Since -5 can be expressed as the fraction -5/1, it is a rational number.

Opposite of rational number is irrational number that cannot be expressed in the form p/q. This means that irrational numbers can not be represented with absolute accuracy as decimal numbers with limited digits. Some example of irrational numbers are Pi, square root of 2, cube root of 3, and cube root of 11. Please note that irrational numbers cannot be expressed correctly as a fraction

A rational number is one that can be expressed in the form p/q where p and q are two integers. Now integers can be positive as well as negative.

An irrational number is one which cannot be written in the form p/q where p and q are integers. These include numbers like sqrt 5 among many others. It is not possible to find any set of p and q such that 5= p^2/ q^2. So sqrt 5 is an irrational number.

We can write -5 as -5/1 or in many other ways using only integers. Therefore -5 is a rational number.

-5 is a rational number.

A number is rational if it can be written as p/q , where p and q are integers, positive or negative.
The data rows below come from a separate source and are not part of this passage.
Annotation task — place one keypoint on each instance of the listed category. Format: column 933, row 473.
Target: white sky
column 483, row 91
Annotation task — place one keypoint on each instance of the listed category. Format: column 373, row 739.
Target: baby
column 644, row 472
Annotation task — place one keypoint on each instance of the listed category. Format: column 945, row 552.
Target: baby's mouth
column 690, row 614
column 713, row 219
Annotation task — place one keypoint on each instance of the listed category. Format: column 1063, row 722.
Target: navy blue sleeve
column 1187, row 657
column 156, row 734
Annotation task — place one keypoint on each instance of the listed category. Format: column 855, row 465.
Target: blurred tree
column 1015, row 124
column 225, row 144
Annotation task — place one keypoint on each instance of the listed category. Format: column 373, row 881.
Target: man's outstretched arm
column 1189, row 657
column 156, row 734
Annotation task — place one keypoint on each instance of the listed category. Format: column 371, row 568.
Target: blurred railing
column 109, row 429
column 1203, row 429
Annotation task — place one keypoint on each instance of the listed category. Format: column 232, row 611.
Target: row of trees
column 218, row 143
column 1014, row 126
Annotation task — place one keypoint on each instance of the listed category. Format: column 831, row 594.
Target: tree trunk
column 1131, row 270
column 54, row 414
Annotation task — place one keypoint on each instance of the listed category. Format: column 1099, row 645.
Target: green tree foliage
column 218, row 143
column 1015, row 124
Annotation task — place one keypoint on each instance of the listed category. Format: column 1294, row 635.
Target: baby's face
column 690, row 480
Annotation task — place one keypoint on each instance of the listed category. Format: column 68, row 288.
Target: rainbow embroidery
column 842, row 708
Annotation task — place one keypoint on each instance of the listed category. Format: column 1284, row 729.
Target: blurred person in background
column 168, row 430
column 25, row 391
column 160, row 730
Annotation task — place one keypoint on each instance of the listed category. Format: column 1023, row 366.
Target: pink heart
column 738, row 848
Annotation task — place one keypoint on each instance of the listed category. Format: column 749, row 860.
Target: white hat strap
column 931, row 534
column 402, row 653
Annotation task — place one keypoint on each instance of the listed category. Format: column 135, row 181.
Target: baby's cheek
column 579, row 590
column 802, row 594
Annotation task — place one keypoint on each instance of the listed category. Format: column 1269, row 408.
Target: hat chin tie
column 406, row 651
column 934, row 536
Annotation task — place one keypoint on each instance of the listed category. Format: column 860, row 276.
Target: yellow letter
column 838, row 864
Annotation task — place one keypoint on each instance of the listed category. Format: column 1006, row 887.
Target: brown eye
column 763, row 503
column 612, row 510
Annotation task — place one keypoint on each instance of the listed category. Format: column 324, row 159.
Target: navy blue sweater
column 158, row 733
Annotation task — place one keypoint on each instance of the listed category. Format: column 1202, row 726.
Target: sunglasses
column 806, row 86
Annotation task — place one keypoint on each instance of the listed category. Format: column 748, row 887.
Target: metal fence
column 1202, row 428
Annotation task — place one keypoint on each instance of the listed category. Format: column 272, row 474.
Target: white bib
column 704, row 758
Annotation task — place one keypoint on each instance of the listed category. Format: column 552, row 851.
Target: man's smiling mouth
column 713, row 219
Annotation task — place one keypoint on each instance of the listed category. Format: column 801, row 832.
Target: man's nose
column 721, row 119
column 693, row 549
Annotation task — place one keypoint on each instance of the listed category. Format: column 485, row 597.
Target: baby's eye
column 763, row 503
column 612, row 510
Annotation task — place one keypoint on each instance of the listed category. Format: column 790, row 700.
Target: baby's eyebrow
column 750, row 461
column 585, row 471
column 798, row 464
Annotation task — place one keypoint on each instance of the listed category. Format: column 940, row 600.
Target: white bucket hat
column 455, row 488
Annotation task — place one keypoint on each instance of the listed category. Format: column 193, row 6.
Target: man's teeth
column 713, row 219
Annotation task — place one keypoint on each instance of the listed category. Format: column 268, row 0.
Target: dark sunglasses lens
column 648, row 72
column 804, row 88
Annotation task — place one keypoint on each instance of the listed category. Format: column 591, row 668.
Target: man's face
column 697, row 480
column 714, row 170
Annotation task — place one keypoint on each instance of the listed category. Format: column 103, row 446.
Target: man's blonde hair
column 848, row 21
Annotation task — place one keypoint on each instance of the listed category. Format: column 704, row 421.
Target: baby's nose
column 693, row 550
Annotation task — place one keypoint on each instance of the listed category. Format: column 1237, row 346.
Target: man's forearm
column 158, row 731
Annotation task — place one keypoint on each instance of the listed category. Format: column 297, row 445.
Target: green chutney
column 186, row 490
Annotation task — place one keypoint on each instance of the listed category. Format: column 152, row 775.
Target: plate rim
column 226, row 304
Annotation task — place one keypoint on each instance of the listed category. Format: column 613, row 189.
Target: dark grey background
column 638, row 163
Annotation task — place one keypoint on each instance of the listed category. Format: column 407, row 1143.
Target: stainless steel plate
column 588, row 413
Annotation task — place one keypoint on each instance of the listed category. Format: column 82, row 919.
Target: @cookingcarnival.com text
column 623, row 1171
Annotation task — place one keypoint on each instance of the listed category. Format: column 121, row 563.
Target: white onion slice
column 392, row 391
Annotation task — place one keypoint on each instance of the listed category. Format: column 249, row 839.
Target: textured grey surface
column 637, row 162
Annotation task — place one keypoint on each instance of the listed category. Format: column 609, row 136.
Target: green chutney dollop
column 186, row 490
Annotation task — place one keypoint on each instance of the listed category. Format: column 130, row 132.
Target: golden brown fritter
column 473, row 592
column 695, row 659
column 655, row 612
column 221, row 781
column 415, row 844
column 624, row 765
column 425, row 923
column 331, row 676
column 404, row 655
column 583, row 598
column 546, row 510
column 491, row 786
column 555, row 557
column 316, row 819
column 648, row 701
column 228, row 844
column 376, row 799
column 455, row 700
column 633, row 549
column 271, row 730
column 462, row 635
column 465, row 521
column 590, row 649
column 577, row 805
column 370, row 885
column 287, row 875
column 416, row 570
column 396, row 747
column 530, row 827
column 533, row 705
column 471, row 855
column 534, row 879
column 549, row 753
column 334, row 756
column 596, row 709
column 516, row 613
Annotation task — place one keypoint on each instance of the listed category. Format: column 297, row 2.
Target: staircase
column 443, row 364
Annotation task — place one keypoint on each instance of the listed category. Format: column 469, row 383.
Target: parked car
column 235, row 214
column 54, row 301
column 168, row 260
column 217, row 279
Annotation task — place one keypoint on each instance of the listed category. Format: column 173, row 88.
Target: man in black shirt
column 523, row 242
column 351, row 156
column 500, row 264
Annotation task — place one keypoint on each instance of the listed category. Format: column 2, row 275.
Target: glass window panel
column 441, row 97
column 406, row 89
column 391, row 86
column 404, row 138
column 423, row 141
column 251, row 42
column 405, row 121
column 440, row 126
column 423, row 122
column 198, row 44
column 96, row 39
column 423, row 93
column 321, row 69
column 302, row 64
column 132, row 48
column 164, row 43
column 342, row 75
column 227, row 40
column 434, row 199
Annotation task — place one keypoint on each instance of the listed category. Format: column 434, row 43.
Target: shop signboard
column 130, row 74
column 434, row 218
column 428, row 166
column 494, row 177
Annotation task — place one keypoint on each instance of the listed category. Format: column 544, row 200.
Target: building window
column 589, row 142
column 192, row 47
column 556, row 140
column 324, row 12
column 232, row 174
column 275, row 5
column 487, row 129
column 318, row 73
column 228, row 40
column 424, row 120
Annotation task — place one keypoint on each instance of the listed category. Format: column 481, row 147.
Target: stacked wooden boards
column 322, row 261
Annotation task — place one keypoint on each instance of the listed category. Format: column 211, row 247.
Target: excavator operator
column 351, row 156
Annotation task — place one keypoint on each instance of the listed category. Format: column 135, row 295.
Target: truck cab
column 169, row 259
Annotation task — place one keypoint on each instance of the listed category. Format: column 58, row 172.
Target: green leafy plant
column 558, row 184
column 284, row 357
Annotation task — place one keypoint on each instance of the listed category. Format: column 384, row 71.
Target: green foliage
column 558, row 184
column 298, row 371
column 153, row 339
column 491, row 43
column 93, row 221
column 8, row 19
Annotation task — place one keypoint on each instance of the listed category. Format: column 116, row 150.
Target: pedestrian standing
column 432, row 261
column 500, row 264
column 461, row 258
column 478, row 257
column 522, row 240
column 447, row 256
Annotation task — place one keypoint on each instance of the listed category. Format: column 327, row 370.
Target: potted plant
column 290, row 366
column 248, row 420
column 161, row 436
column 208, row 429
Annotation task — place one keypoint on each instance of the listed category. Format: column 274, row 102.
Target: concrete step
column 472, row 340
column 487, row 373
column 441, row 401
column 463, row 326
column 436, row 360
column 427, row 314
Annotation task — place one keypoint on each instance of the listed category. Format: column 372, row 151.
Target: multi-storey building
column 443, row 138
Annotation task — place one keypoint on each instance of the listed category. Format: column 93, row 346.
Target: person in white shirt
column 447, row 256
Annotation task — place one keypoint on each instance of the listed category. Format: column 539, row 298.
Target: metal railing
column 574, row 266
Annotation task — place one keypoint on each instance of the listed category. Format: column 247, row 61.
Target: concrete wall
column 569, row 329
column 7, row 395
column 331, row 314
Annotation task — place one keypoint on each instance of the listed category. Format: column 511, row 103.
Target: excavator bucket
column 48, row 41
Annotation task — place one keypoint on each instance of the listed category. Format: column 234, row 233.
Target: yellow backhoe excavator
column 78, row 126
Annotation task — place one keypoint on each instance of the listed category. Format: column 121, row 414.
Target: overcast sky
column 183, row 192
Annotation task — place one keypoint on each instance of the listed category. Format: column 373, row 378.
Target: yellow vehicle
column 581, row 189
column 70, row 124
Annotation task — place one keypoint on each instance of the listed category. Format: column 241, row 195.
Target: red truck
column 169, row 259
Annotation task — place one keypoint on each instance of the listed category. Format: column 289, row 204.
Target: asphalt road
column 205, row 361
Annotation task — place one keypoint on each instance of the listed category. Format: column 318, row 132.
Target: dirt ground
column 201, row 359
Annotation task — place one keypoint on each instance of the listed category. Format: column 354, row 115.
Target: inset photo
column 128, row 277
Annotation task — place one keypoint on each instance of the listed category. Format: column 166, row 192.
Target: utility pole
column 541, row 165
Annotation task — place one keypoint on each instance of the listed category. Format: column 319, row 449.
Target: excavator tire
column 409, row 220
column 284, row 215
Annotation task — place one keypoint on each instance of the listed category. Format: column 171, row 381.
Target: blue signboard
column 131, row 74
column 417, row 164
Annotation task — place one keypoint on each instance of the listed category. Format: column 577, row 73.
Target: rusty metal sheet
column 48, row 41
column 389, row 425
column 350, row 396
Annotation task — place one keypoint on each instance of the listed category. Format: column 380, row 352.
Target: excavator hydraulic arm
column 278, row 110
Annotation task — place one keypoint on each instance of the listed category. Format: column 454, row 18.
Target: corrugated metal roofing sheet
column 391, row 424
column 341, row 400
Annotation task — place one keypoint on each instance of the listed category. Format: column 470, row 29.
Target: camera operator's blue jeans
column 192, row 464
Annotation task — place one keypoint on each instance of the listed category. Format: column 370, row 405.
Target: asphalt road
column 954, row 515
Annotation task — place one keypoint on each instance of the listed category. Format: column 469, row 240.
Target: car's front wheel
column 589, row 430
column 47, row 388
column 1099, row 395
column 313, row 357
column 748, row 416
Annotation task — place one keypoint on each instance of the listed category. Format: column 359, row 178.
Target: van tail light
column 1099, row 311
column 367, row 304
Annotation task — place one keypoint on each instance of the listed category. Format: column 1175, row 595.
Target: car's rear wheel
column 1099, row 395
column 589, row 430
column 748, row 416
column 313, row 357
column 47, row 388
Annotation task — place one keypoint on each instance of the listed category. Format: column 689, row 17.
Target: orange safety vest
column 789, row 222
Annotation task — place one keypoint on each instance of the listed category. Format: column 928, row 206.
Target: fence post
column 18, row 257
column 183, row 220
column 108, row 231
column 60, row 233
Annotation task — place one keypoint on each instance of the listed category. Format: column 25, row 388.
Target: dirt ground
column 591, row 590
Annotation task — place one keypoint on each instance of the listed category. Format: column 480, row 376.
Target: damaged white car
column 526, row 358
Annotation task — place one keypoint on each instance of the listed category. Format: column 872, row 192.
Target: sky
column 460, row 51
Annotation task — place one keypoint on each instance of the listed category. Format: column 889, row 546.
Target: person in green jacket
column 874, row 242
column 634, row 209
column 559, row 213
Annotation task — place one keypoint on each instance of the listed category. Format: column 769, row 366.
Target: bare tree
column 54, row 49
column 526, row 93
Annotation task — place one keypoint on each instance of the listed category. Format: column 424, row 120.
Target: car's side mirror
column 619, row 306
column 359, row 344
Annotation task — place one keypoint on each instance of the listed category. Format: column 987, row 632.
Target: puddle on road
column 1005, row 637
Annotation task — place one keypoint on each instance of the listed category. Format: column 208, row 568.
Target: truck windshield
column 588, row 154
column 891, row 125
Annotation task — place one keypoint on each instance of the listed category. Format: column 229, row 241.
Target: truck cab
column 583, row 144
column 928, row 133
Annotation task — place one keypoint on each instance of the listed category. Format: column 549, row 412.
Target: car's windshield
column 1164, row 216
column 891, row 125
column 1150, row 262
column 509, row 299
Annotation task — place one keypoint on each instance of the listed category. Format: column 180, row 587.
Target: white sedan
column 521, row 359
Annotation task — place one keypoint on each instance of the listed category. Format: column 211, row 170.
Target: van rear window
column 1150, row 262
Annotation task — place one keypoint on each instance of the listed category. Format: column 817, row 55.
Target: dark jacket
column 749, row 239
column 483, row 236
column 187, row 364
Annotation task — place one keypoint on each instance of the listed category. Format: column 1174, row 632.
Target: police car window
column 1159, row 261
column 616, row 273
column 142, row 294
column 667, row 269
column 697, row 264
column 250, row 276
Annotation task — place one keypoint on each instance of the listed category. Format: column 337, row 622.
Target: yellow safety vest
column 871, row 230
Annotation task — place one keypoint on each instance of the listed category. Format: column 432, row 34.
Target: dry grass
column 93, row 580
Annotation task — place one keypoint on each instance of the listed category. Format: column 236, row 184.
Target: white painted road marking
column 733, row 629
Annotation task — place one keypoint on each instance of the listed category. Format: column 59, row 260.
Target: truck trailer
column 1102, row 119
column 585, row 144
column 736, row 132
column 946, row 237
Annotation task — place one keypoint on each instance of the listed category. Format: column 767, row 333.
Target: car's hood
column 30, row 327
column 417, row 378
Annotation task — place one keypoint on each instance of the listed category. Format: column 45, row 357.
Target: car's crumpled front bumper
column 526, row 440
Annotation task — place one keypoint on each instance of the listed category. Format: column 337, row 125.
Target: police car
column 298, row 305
- 5 = -5/1 or -10/2. etc where numerator and denominators are both integers.

2^(1/2) or sqrt5, 3^(2/3) etc are not integers as they cannot be completely (not approximately) expressed in the form of a fraction like p/q, where both p and q are integers.

sqrt9 or 9^(1/3) = 3 = 3/1 is in p/q form . So 9^(1/3) is rational.

sqrt(25/9) = (25/9)^(1/2) = 5/3 is in p/q form. So sqrt(25/9) is rational.